Though best known for red wines like Cabernet and Syrah, Washington further distinguishes itself by producing outstanding bottles from a variety of grapes.
What defines Washington State wine? That’s the question the state has been trying to answer as it grows from its infancy—most vineyards have been planted in the last 40 years—into its adolescence as a wine-growing region.
This month’s series of Washington reviews provides no easy answer. Top scoring wines include Syrah, Cabernet Sauvignon, Bordeaux-style blends, Rhône-style blends, Mourvèdre, Grenache, Merlot, Cabernet Franc, Chardonnay, Malbec and Merlot. Oh, and there are quality rosés and ice wines mixed in there too.
Why so much diversity? There are more than 40 wine-grape varieties planted in Washington, and many have shown an affinity for the region.
Looking at why that is, it’s important to understand that the Columbia Valley—Washington’s largest growing region—is far from monolithic. Taking up nearly a third of the land mass of the state, it’s a diverse winegrowing region, full of ranges of elevation and heat accumulation. Additionally, the Columbia Valley is a desert, with warm, dry temperatures, meaning irrigation is required in almost all vineyards.
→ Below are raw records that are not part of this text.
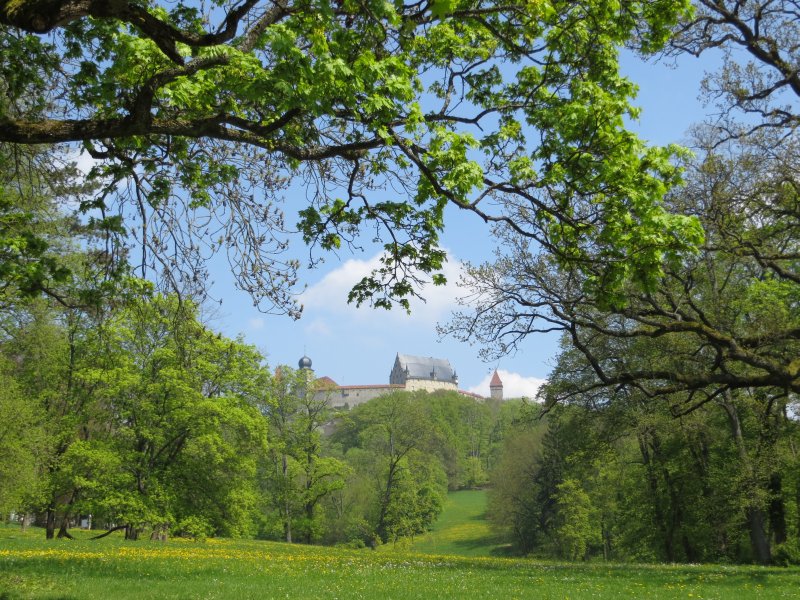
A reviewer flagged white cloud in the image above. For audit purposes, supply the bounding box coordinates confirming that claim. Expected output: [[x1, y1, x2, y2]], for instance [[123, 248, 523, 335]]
[[300, 251, 464, 326], [73, 149, 101, 178], [468, 369, 546, 400], [248, 317, 265, 330], [304, 318, 331, 337]]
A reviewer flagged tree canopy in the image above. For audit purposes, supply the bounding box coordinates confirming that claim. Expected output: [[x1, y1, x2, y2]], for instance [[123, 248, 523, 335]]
[[447, 0, 800, 401], [443, 0, 800, 564], [0, 0, 697, 314]]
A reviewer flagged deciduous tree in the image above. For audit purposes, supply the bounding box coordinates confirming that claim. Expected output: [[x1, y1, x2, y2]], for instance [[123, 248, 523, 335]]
[[79, 294, 267, 539], [257, 365, 346, 543], [0, 0, 696, 312]]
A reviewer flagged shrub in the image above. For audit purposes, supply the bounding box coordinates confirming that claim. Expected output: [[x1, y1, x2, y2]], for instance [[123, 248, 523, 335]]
[[176, 516, 213, 542], [773, 541, 800, 567]]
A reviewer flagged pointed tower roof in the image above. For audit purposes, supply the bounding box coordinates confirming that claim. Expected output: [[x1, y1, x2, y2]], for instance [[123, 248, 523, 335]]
[[490, 370, 503, 387]]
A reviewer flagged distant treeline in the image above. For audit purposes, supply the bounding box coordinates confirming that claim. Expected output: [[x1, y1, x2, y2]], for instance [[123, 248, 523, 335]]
[[0, 293, 522, 546], [490, 399, 800, 565], [2, 290, 799, 565]]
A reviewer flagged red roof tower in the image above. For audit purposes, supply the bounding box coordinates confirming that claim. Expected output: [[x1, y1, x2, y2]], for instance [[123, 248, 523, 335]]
[[489, 370, 503, 401]]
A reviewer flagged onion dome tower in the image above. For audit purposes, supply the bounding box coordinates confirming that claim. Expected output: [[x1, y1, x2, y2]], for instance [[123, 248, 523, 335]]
[[298, 355, 313, 370]]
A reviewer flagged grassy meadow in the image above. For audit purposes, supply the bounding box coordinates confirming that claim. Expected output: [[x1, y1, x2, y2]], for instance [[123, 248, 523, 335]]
[[1, 492, 798, 599], [405, 489, 510, 557]]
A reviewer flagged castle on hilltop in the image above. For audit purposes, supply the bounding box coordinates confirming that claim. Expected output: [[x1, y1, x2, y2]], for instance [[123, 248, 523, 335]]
[[300, 353, 502, 409]]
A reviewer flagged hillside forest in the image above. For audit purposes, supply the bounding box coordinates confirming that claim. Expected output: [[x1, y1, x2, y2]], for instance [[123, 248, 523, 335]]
[[1, 277, 799, 565], [0, 282, 516, 547]]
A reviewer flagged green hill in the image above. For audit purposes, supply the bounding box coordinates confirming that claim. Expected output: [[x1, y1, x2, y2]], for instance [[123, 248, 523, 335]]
[[406, 489, 511, 557]]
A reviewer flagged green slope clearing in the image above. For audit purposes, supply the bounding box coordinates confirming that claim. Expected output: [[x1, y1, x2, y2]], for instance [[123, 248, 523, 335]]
[[405, 489, 511, 557]]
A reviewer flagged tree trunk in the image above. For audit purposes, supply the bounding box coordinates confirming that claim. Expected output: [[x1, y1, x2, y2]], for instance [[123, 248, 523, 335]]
[[150, 524, 168, 541], [796, 476, 800, 542], [681, 534, 697, 563], [90, 525, 126, 540], [45, 509, 55, 540], [303, 450, 315, 544], [659, 461, 690, 561], [747, 508, 771, 565], [304, 501, 314, 544], [637, 430, 673, 561], [284, 508, 292, 544], [284, 509, 292, 543], [282, 453, 292, 543], [720, 397, 771, 564], [56, 520, 74, 539], [376, 460, 399, 543], [655, 442, 694, 562], [768, 473, 787, 545]]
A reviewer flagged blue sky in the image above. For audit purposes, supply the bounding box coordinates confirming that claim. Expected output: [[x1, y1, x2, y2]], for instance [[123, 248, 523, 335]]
[[200, 50, 716, 398]]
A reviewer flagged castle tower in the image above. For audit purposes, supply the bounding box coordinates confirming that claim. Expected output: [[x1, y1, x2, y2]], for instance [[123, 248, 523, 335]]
[[490, 370, 503, 401], [297, 354, 315, 389]]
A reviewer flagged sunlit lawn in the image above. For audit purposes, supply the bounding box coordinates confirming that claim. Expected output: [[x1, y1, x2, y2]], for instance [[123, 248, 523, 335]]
[[1, 525, 798, 599], [406, 489, 511, 557]]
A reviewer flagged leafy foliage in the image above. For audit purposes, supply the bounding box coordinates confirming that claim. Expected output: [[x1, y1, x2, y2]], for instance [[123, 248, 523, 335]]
[[256, 364, 347, 543], [0, 357, 44, 516], [0, 0, 698, 313], [446, 2, 800, 565]]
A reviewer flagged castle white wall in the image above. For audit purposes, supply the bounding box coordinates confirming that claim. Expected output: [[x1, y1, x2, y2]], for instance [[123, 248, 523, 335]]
[[316, 385, 404, 409], [404, 379, 458, 393], [310, 353, 475, 411]]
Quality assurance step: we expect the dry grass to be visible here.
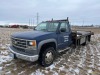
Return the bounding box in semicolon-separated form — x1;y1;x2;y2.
72;27;100;34
0;28;32;46
0;27;100;75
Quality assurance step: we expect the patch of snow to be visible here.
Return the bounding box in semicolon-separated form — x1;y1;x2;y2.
18;71;25;75
98;67;100;70
53;71;58;75
97;42;100;45
31;69;44;75
69;67;73;71
79;46;87;67
94;45;99;53
77;64;82;68
6;44;10;46
5;71;11;74
89;44;95;68
74;68;80;74
88;64;94;68
44;70;49;74
54;60;60;65
97;64;100;66
1;50;8;55
68;67;76;75
68;59;70;61
87;69;92;74
0;45;7;50
59;65;65;71
9;53;14;58
0;53;13;65
97;53;100;56
0;67;2;70
46;64;55;70
5;64;11;67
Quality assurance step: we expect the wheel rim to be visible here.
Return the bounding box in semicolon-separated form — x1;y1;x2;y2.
86;38;88;44
45;51;53;64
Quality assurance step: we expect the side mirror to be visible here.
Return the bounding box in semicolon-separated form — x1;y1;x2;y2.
60;28;66;32
33;27;36;30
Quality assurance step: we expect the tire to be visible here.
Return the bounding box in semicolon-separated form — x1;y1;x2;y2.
85;38;88;45
82;37;88;46
39;47;55;67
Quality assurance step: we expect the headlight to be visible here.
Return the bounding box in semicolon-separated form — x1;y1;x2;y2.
27;40;37;50
28;40;36;47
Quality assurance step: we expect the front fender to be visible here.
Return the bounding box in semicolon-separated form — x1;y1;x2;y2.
37;39;57;54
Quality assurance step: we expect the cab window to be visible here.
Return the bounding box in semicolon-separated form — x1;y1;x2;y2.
60;22;69;32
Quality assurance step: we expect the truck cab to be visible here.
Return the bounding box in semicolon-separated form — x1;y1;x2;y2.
34;19;72;51
9;18;93;67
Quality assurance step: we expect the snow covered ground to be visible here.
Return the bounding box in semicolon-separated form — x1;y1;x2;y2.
0;28;100;75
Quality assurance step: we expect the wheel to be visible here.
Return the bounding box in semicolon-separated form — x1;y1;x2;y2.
13;54;17;59
82;37;88;46
85;39;88;45
39;47;55;67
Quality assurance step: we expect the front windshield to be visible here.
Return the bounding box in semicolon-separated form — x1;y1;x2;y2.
35;22;59;32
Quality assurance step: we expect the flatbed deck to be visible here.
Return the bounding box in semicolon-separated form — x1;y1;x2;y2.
71;30;94;46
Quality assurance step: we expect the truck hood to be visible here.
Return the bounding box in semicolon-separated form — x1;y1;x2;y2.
11;31;54;40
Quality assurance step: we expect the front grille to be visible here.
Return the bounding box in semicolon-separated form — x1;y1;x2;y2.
12;37;27;49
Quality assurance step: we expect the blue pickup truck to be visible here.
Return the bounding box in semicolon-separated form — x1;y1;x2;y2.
9;18;93;67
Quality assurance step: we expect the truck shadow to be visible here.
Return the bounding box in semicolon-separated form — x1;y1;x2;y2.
56;46;84;62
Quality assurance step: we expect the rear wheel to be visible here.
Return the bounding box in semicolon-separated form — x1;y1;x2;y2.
85;38;88;45
82;37;88;46
39;47;55;67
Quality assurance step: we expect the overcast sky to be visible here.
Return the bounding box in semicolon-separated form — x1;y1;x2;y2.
0;0;100;25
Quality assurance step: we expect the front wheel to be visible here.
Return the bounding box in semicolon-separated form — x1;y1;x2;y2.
39;47;55;67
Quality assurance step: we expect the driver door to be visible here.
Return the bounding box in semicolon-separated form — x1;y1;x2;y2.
57;22;70;51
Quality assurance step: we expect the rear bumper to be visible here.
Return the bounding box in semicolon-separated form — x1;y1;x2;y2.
8;46;39;62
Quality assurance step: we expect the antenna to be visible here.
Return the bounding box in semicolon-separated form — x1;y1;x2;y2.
67;17;69;23
67;17;69;21
37;13;39;25
52;18;53;21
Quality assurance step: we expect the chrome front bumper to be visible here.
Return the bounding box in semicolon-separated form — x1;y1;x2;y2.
8;46;39;62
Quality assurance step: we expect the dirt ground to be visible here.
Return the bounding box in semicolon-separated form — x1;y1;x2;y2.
0;28;100;75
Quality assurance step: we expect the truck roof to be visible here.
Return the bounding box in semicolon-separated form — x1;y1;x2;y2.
43;17;69;23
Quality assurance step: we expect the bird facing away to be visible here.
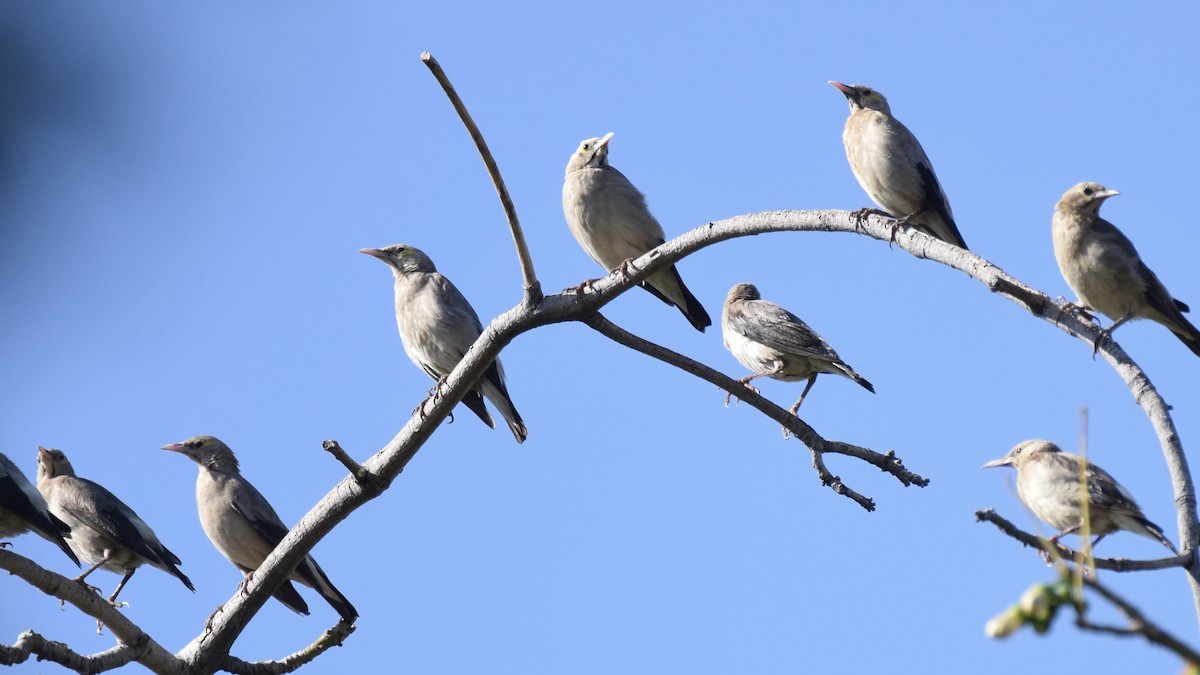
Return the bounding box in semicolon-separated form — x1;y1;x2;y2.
1052;181;1200;357
360;244;528;443
830;82;968;250
983;439;1177;554
0;452;79;566
162;435;357;622
721;283;874;419
562;132;712;332
35;447;194;604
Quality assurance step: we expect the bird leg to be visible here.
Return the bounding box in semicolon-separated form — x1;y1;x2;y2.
782;375;819;438
851;207;890;231
106;569;135;608
1091;312;1133;359
72;552;112;593
724;373;765;407
891;207;928;247
617;258;640;281
1058;298;1099;324
566;277;602;300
This provides growers with a fine level of control over the amount of water that each grape vine receives, increasing both quality and consistency, while allowing a large number of grape varieties to flourish.
There are more than 40 wine-grape varieties planted in Washington, and many have shown an affinity for the region.
With so much diversity, how are we to understand Washington as a wine region? Certainly, red grape varieties surpass white varieties in terms of quality, though high-quality white wines undoubtedly exist.
Otherwise, what unites the wines across variety is ripe New World fruit combined with an Old World-style structure, with higher acidity due to cool nights.
Washington probably won’t be identified with a single grape variety any time soon. However, Syrah and Cabernet Sauvignon are increasingly separating themselves. Will these grapes eventually become Washington’s calling card? Only time will tell.